Guest Post: One Mom, Two Coming-Out Stories, Part Two

Guest Post by Anonymoys. Anonymous is a wife and mom who lives in an area with a high percentage of LDS people. She enjoys cooking, crafting, and gardening. Here are Part 1 and Part 3

September, 2021: It was a Thursday evening. My husband was taking a shower. Our oldest child was in their room doing homework (I hoped). And our youngest child had just finished brushing her teeth, and was cuddling with me on the couch. It was almost her bedtime. I asked if she wanted me to read for a few more minutes. (Though she was in 5th grade and a was a good reader, she still liked having me read to her at night—fantasy series like Rowan of Rin and Harry Potter.) She said “No,” and then she said “Mom, close your eyes.” “Close my eyes?” I asked. “Why?” “Just close your eyes.
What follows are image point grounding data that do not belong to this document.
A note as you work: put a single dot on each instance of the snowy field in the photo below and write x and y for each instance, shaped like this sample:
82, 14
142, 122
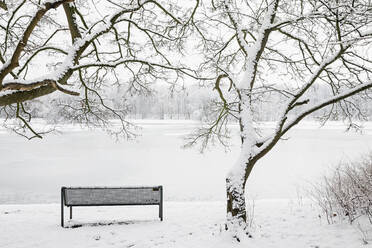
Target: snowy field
277, 223
33, 171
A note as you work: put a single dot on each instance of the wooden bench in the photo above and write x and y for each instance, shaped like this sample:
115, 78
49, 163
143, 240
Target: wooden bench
110, 196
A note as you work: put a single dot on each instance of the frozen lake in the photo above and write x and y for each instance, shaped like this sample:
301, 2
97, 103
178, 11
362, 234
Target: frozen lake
33, 171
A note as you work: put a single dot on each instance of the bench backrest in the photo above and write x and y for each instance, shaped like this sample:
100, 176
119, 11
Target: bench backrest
105, 196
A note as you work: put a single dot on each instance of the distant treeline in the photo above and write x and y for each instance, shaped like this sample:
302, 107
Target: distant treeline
194, 103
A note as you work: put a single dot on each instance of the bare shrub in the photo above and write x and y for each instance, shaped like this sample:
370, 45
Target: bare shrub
347, 191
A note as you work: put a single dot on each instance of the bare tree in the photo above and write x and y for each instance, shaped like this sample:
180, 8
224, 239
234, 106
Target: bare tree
128, 44
261, 49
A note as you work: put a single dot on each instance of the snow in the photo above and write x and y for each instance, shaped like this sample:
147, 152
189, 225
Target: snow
277, 223
194, 188
83, 157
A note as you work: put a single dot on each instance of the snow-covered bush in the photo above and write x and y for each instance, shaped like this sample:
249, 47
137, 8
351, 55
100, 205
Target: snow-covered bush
347, 192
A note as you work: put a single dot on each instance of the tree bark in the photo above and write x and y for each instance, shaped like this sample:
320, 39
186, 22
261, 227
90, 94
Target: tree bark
235, 191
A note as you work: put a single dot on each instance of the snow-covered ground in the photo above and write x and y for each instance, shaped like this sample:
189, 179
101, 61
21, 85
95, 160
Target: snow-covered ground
33, 171
277, 223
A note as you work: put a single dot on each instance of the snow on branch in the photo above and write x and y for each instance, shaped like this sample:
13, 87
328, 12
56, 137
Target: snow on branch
14, 61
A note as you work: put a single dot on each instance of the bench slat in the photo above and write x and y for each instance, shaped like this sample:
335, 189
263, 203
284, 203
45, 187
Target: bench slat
112, 196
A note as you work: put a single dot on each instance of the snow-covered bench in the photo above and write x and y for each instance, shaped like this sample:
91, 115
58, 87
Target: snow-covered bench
110, 196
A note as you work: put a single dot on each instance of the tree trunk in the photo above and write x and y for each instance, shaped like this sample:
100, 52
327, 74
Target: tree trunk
236, 206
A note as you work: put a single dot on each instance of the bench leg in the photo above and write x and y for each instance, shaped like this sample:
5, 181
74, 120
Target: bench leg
62, 214
161, 204
161, 212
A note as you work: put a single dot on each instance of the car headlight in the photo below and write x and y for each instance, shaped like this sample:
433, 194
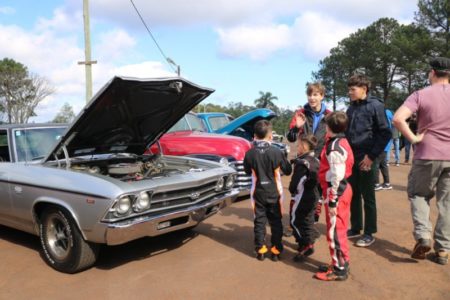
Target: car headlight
123, 205
224, 161
142, 202
230, 182
219, 184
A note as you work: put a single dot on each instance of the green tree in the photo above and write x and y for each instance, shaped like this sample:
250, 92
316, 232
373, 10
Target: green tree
65, 114
265, 100
435, 16
20, 91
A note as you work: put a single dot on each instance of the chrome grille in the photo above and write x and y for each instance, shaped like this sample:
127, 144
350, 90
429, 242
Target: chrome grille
243, 181
175, 198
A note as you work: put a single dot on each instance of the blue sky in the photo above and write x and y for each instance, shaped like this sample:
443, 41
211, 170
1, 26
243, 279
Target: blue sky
236, 47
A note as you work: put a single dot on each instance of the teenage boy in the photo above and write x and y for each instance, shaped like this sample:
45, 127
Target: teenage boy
265, 163
303, 188
311, 120
368, 134
336, 162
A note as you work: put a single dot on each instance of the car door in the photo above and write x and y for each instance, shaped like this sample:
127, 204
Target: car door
5, 197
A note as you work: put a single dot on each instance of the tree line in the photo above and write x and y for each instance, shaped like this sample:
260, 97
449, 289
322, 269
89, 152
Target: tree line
395, 57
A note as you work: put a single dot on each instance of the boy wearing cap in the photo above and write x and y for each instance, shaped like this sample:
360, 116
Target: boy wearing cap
368, 134
430, 171
265, 163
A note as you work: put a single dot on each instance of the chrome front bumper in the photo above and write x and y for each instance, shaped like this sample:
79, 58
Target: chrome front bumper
122, 232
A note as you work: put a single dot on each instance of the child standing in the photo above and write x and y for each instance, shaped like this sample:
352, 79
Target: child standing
336, 162
303, 188
265, 163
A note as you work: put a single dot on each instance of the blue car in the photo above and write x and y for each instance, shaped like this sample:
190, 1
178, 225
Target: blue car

I’ll tell you when you can open them.” “Okay,” I said with a smile, and I closed my eyes, playing along in what I was sure was just one of my daughter’s silly games. I heard a sound like paper rustling, but I obediently kept my eyes closed. A moment later, she said “Now you can open your eyes.”

Before me stood my 10-year-old daughter, holding a piece of paper on which she had written the words “I’m gay.” Once again, my brain seemed to be slow in processing the words. Gay? Wait, what? Gay? My first thought was that this was still some kind of game. But one look at my child’s earnest and tear-filled eyes, and I knew this was no joke. She crumpled into my arms, and I hugged her so tight. This time I was not crying, but she was, and I just wanted to make it better. Stupidly, I asked “Why are you crying?” And she told me how much it had been weighing on her those past few months, and how she didn’t know how to tell me. (Only later would I think back and realize that his normally laid-back and happy child had been unusually moody and high-strung that summer.)

The conversation that followed began with me not necessarily saying the right things. E.g. “But you’re only ten,” and “Maybe it will change as you get older.” But I listened to my daughter, and I told her that I loved her, and I told her “It’s okay” and “It’s not a problem if you’re gay.” And she stopped crying, and I saw the relief on her face.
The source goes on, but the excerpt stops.